CAD holds key to increased CT colonography screening

September 1, 2005

Few radiologists would disagree that computer-assisted detection in the colon has a long way to go before it is ready for routine clinical implementation. But once the technical challenges have been overcome, advocates for CT colonography screening will have a far stronger case, according to speakers at the Computer Assisted Radiology and Surgery meeting in June.

Few radiologists would disagree that computer-assisted detection in the colon has a long way to go before it is ready for routine clinical implementation. But once the technical challenges have been overcome, advocates for CT colonography screening will have a far stronger case, according to speakers at the Computer Assisted Radiology and Surgery meeting in June.

Unlike most other malignancies, colon cancer progresses relatively slowly from precancerous morphology to invasive malignancy, giving doctors a long window of opportunity to detect and treat early-stage disease.

"Over 95% of colon cancers arise from benign polyps. When using the right approach to CT colonography, we are able to detect even the smallest polyp," said Dr. Patrik Rogalla, a radiologist at the Charite Campus Mitte, Medical University of Berlin.

The time taken to review CT colonography data, however, has raised questions about the technique's practicality in a screening setting. The precise manner in which exams are performed and interpreted also makes a significant difference in sensitivity and specificity.

Practitioners have a choice of patient preparation strategies, scanner setup and acquisition parameters, and methods of reviewing the CT data. While one center may use fecal tagging, scan patients in a prone position, and look immediately at reconstructed 3D views, another may rely on bowel cleansing agents, scan patients in prone and supine positions, and review 2D slices as a primary read. In the absence of a standardized exam protocol, it is not surprising that reported figures of CT colonography's efficacy vary, and debates over the reasons for such variation continue.

To make the best use of CT colonography, Rogalla recommended the following:

- shorter patient preparation, including less use of bowel cleansing agents and a shift toward fecal tagging;

- easy autonavigation tools for reviewing 3D CT data;

- complete backward and forward evaluation of the bowel wall to eliminate blind spots on 3D views;

- autosynchronization of supine and prone series if both are acquired; and

- use of CAD to highlight suspect polyps.

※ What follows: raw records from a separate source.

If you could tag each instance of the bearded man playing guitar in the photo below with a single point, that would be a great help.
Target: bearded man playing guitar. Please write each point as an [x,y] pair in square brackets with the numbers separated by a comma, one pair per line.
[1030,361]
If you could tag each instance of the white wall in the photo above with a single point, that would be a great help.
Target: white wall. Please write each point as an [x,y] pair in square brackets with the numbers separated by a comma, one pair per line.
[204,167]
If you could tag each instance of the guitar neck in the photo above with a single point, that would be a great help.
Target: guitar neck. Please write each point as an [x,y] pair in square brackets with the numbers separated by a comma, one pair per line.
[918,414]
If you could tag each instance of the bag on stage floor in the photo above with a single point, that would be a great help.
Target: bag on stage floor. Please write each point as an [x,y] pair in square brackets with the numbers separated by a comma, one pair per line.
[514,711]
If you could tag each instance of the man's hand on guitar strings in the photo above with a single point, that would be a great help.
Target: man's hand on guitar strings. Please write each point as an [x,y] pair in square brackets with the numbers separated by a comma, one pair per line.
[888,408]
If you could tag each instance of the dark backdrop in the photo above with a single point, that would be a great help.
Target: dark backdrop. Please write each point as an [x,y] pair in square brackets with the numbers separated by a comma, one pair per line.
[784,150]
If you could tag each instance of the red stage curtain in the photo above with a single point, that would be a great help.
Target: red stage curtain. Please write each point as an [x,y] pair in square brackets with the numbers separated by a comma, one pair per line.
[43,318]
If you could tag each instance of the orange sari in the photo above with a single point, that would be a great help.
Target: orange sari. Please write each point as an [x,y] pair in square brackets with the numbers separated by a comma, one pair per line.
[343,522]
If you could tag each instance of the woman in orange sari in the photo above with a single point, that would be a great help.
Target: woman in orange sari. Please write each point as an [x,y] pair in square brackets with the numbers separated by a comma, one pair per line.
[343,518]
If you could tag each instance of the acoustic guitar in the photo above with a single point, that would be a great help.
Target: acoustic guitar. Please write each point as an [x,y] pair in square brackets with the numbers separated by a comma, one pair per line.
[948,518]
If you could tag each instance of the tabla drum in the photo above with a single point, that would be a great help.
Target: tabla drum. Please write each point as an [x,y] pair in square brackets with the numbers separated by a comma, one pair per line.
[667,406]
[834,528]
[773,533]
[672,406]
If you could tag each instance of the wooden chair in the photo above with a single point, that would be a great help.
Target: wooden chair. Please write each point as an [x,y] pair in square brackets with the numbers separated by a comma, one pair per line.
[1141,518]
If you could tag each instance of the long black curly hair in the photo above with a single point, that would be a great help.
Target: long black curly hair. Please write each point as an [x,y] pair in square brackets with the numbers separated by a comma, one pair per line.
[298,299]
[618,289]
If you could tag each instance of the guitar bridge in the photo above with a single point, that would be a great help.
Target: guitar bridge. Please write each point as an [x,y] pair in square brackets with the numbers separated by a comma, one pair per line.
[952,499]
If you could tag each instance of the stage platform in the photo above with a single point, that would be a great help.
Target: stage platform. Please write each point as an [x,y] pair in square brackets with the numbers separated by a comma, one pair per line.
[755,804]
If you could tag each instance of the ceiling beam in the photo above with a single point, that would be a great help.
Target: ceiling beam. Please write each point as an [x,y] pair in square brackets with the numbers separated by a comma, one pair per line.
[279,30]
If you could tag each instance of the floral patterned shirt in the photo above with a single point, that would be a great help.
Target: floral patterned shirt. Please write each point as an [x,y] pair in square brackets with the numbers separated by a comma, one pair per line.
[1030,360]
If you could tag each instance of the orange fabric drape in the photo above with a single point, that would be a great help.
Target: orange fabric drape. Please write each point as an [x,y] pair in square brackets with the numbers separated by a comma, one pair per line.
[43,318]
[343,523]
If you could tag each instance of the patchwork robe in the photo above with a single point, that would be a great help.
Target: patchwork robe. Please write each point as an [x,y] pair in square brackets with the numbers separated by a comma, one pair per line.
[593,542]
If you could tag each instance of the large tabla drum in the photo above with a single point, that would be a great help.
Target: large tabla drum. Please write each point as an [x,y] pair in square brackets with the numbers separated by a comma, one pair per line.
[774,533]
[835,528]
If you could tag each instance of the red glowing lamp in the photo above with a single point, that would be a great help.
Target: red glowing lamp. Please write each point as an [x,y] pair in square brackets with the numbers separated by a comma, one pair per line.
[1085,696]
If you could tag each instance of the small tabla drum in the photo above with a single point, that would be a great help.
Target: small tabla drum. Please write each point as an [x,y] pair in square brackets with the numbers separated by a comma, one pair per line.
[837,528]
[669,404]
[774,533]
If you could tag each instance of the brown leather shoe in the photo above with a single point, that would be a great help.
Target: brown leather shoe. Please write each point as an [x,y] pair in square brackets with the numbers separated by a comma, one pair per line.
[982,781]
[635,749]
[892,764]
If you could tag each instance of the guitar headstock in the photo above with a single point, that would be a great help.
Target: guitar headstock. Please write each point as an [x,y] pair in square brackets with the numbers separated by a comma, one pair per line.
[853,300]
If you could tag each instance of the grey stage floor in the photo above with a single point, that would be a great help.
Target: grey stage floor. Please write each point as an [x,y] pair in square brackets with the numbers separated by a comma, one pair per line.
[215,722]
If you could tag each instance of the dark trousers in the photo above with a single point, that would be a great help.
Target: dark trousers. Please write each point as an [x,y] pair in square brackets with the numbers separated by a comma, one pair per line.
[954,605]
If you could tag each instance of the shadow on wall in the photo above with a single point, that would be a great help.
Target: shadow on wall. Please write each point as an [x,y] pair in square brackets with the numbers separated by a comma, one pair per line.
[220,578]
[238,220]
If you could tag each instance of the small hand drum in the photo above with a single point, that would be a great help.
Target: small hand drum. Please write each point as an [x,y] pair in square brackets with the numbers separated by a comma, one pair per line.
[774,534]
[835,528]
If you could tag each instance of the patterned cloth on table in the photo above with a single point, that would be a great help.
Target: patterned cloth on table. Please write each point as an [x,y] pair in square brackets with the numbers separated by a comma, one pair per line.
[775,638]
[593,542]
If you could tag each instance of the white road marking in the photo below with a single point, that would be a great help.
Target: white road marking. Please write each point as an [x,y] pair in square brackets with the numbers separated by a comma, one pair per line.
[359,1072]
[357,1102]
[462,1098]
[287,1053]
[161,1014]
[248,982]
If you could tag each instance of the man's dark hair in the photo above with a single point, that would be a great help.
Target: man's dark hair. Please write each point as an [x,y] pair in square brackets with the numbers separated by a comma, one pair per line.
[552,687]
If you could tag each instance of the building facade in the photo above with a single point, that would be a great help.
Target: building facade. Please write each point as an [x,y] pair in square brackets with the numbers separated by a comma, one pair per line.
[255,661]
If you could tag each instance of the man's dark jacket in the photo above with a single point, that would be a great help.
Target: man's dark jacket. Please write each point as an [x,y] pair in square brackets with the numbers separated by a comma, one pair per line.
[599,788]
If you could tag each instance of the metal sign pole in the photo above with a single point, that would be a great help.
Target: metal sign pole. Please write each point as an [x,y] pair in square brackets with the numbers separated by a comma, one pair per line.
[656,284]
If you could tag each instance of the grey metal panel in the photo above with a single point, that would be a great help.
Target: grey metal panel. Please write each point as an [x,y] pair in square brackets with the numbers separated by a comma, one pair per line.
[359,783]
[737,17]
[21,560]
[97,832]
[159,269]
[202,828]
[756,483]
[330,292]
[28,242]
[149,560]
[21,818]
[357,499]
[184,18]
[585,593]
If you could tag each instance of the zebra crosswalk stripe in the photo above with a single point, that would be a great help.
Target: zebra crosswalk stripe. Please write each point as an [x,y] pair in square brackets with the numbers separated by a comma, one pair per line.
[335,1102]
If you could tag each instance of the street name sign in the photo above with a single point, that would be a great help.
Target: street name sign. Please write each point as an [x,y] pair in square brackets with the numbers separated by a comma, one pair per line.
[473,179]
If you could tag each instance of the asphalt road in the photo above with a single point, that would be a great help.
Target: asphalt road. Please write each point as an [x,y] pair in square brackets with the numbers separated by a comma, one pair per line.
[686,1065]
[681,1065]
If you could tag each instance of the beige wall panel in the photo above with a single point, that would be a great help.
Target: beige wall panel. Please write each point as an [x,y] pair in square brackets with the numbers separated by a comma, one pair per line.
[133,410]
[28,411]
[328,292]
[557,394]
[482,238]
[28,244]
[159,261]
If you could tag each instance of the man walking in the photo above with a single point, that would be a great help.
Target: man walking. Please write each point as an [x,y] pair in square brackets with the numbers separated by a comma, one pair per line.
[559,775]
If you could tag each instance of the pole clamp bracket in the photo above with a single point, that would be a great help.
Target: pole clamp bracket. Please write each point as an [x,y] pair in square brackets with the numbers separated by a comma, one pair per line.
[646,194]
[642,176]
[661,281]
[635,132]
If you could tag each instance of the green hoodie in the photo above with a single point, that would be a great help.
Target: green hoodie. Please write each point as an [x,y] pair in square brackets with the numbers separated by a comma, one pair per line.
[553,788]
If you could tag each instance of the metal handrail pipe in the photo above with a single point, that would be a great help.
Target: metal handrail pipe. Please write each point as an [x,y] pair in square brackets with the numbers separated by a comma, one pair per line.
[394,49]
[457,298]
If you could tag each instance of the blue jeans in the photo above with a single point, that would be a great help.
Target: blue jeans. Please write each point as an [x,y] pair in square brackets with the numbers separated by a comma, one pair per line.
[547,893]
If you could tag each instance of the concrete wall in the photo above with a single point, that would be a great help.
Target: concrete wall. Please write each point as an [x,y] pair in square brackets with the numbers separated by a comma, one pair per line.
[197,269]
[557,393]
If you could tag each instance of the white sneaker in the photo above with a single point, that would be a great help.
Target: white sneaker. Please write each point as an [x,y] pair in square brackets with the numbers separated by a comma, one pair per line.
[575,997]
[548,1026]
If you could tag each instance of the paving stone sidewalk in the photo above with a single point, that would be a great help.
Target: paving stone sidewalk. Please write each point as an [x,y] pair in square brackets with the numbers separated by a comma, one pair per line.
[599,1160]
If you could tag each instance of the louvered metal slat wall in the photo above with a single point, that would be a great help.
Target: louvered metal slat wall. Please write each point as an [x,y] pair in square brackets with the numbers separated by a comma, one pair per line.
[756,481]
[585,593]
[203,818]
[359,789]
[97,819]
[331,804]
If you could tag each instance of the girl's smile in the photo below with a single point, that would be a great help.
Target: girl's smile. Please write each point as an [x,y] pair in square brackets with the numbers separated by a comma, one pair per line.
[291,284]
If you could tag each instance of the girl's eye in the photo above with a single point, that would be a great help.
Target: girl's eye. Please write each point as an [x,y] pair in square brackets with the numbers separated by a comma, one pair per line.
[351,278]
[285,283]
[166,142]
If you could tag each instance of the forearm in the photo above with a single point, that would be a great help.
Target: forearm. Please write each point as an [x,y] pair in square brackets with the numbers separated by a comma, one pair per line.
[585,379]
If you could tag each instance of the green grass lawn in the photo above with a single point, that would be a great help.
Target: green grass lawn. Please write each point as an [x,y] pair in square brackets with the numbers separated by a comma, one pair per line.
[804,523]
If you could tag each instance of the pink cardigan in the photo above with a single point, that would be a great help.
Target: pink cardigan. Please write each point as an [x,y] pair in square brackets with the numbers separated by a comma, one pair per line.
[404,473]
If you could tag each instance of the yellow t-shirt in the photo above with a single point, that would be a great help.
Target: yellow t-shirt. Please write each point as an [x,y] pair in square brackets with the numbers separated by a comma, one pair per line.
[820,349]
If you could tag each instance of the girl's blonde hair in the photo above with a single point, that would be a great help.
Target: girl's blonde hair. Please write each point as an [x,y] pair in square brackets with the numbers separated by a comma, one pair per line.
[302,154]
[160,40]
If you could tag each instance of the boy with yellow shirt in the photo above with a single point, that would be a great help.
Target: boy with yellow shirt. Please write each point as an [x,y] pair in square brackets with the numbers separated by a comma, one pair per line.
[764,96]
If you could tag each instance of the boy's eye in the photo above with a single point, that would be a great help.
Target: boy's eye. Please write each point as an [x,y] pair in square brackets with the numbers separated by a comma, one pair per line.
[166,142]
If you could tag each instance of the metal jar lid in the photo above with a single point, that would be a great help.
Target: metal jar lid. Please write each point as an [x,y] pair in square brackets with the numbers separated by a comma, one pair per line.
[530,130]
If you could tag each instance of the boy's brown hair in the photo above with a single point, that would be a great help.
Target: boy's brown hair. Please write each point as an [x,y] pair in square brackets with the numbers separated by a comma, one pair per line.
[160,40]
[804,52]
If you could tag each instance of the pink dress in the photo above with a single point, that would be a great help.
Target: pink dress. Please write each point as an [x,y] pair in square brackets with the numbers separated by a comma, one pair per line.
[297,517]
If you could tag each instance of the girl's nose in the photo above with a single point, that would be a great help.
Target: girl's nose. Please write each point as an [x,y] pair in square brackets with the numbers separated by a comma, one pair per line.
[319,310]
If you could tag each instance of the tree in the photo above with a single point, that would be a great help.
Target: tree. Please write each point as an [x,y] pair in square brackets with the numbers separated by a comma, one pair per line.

All these actions would make performing 3D primary reads time-efficient, Rogalla said.

"If it takes more than half an hour for a radiologist to go through a poorly prepped case, this tool will never take off," he said.

At least five companies and several academic institutions are working on colon CAD packages, according to Hiroyuki Yoshida, Ph.D., an associate professor of radiology at the University of Chicago. Each will need to tackle four major hurdles before claiming a clinically viable product.

Colon CAD systems generally work by segmenting the colon wall, detecting candidate polyps, eliminating likely false-positive results, and displaying suspect polyps. The first step may be complicated if the bowel wall is not fully distended or has been insufficiently cleansed, Yoshida said. Polyp detection, which is usually based on shape analysis, can have difficulty with polyps that are flat, depressed, smaller than 5 mm, or obscured by artifacts. And bowel folds and residual stool may not be recognized as false positives. Finally, colon CAD results must be optimally integrated into radiology workflow.

The main challenge is to substantially reduce the false-positive rate while maintaining a high sensitivity. Large-scale evaluation of large data sets with at least 1000 polyps is needed to achieve this goal, he said.